Sixteen patients of PGNMID diagnosed between 2013 and 2020 were included from a biopsy registry of 11,459 patients at a single center. Follow-up data was collected from electronic medical records until June 2021.
The mean age of the cohort was 41.7 ± 13.5 years. Forty-four (7/16) percent showed monoclonal protein on serum or urine electrophoresis, 25% (3/12) had IgG kappa by serum immunofixation electrophoresis (IFE) and 38% (5/13) had abnormal kappa: lambda free light chain (FLC) ratio. The predominant light microscopy pattern, membranoproliferative glomerulonephritis (MPGN) was seen in 7/16 (43.7%) patients. The predominant heavy chain detected by IF microscopy was IgG (13/16, 81.3%). Kappa and lambda light chain restriction were seen in 56.3 (9/16) and 43.8 (7/16) percent of patients respectively. Circulating monoclonal kappa light chains were detected in 50 and 29% of kappa-PGNMID patients by IFE and FLC assay respectively. None of the lambda-PGNMID patients had detectable circulating monoclonal lambda light chains. Patients with circulating MIg had more proteinuria, lower estimated glomerular filtration rate, and a higher percentage of plasma cells on bone marrow biopsy. Thirty-eight percent of our cohort (5/13) progressed to kidney failure over a median (range) period of 3 (IQR, 1-7) months. Of these, 4/5 received immunosuppression, and 1/5 were treated with plasma cell-targeted chemotherapy.
PGNMID is a rare disease with a biopsy incidence of 0.1%. Only a quarter of patients with PGNMID have circulating MIg. Presence of circulating MIg, type of monoclonal light chain restriction in kidney biopsy, and type of therapy did not predict renal outcomes. Patients with MPGN pattern had favorable renal outcomes despite a higher degree of proteinuria at presentation.

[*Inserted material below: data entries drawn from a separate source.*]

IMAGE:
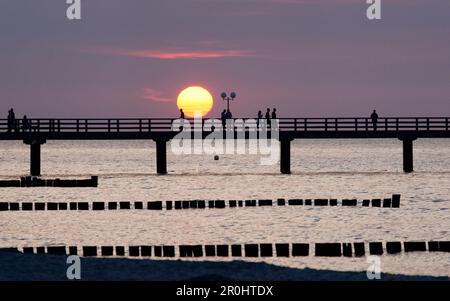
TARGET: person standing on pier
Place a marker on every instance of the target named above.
(259, 118)
(11, 120)
(374, 118)
(223, 117)
(268, 115)
(26, 124)
(274, 113)
(229, 115)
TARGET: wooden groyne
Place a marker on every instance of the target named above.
(393, 202)
(346, 249)
(40, 182)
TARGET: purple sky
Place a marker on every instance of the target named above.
(308, 58)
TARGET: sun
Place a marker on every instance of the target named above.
(194, 101)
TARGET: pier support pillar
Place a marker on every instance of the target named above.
(285, 156)
(161, 157)
(35, 155)
(408, 159)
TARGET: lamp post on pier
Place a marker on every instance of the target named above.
(228, 98)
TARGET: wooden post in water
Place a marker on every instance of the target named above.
(408, 159)
(35, 155)
(161, 157)
(285, 155)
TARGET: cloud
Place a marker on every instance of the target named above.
(154, 95)
(174, 54)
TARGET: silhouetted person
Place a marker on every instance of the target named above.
(11, 120)
(25, 123)
(259, 117)
(374, 118)
(268, 115)
(223, 117)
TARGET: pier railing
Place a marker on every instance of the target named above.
(350, 124)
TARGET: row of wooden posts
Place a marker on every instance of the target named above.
(39, 182)
(356, 249)
(393, 202)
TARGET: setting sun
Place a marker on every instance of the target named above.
(195, 101)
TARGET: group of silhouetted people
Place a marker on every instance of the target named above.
(268, 115)
(226, 114)
(13, 123)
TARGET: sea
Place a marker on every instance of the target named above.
(359, 168)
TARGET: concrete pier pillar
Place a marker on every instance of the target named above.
(161, 157)
(285, 156)
(408, 159)
(35, 155)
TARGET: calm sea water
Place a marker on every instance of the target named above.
(321, 169)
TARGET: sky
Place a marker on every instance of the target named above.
(307, 58)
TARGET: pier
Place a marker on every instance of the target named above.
(160, 130)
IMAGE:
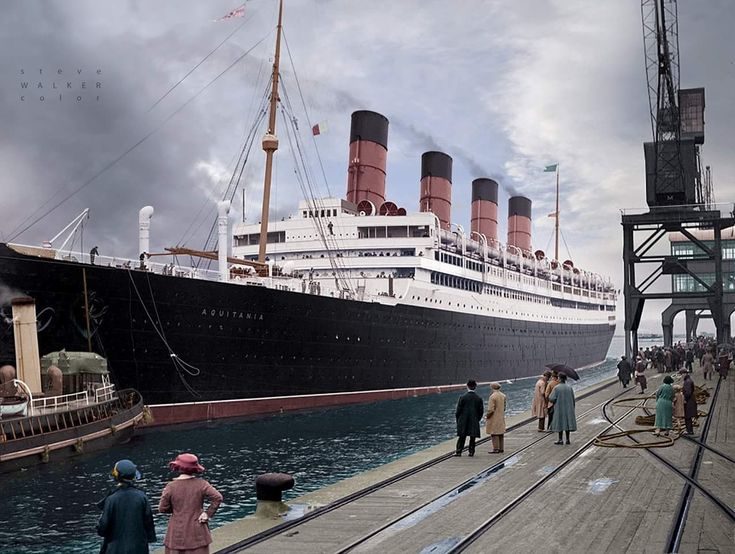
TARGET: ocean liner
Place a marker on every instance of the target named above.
(348, 300)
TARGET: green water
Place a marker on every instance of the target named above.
(52, 508)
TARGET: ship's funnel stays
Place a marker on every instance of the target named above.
(485, 208)
(436, 186)
(368, 154)
(519, 222)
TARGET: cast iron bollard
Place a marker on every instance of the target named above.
(268, 490)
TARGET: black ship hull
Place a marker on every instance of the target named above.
(182, 340)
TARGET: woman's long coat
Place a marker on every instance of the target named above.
(538, 405)
(184, 500)
(708, 363)
(126, 522)
(468, 414)
(495, 422)
(563, 399)
(678, 403)
(664, 406)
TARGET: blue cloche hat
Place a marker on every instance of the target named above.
(125, 470)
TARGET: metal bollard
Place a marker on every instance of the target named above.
(269, 488)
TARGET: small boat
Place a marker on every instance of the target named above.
(13, 405)
(36, 430)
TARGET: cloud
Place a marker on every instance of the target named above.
(503, 88)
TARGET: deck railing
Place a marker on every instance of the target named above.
(53, 403)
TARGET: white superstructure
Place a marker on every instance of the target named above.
(335, 251)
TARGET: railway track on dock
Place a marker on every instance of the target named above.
(290, 528)
(690, 478)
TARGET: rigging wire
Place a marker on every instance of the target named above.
(314, 204)
(169, 91)
(565, 244)
(179, 364)
(306, 112)
(236, 176)
(112, 163)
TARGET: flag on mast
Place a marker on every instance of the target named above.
(237, 12)
(319, 128)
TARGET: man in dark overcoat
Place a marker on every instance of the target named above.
(624, 371)
(468, 414)
(690, 403)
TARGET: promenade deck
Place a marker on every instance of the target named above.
(602, 500)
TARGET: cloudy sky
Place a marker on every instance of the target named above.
(505, 88)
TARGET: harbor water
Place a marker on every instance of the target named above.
(52, 508)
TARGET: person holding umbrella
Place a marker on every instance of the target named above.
(562, 400)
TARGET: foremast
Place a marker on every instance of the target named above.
(270, 141)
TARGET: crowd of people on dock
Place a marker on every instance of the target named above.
(675, 401)
(553, 403)
(126, 523)
(553, 399)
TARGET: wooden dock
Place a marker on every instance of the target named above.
(537, 495)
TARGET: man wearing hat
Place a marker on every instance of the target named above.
(624, 371)
(495, 422)
(468, 415)
(126, 522)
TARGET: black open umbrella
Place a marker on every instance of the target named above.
(565, 369)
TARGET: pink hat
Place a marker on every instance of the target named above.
(186, 463)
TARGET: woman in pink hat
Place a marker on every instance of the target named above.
(183, 498)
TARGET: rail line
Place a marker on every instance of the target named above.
(692, 483)
(288, 525)
(479, 531)
(677, 530)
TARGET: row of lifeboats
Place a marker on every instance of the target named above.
(524, 261)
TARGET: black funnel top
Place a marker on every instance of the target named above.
(367, 125)
(485, 189)
(519, 205)
(436, 164)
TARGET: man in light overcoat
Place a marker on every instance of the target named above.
(468, 415)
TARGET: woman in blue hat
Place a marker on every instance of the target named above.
(126, 522)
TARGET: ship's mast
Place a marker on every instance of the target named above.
(556, 218)
(270, 141)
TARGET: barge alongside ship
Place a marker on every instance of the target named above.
(350, 299)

伴单克隆免疫球蛋白沉积的增殖性肾小球肾炎(PGNMID)是一种罕见疾病,归类于具有肾脏意义的单克隆丙种球蛋白病范畴。循环单克隆免疫球蛋白(MIg)、免疫荧光(IF)显微镜下轻链限制、组织病理学模式以及治疗类型对肾脏结局的临床影响尚不清楚。
从一个单中心11459例患者的活检登记中纳入了2013年至2020年间诊断的16例PGNMID患者。从电子病历中收集随访数据至2021年6月。
该队列的平均年龄为41.7±13.5岁。44%(7/16)的患者在血清或尿电泳中显示单克隆蛋白,25%(3/12)的患者血清免疫固定电泳(IFE)显示IgG κ,38%(5/13)的患者κ:λ游离轻链(FLC)比值异常。主要的光镜模式,即膜增生性肾小球肾炎(MPGN)在7/16(43.7%)的患者中可见。IF显微镜检测到的主要重链为IgG(13/16,81.3%)。κ和λ轻链限制分别在56.3%(9/16)和43.8%(7/16)的患者中可见。通过IFE和FLC检测,分别在50%和29%的κ-PGNMID患者中检测到循环单克隆κ轻链。没有λ-PGNMID患者检测到循环单克隆λ轻链。有循环MIg的患者蛋白尿更多、估计肾小球滤过率更低,且骨髓活检时浆细胞百分比更高。我们队列中的38%(5/13)患者在中位(范围)3(IQR,1 - 7)个月内进展为肾衰竭。其中,4/5接受了免疫抑制治疗,1/5接受了浆细胞靶向化疗。
PGNMID是一种罕见疾病,活检发病率为0.1%。只有四分之一的PGNMID患者有循环MIg。循环MIg的存在、肾活检中单克隆轻链限制的类型以及治疗类型并不能预测肾脏结局。尽管MPGN模式的患者在就诊时蛋白尿程度较高,但肾脏结局良好。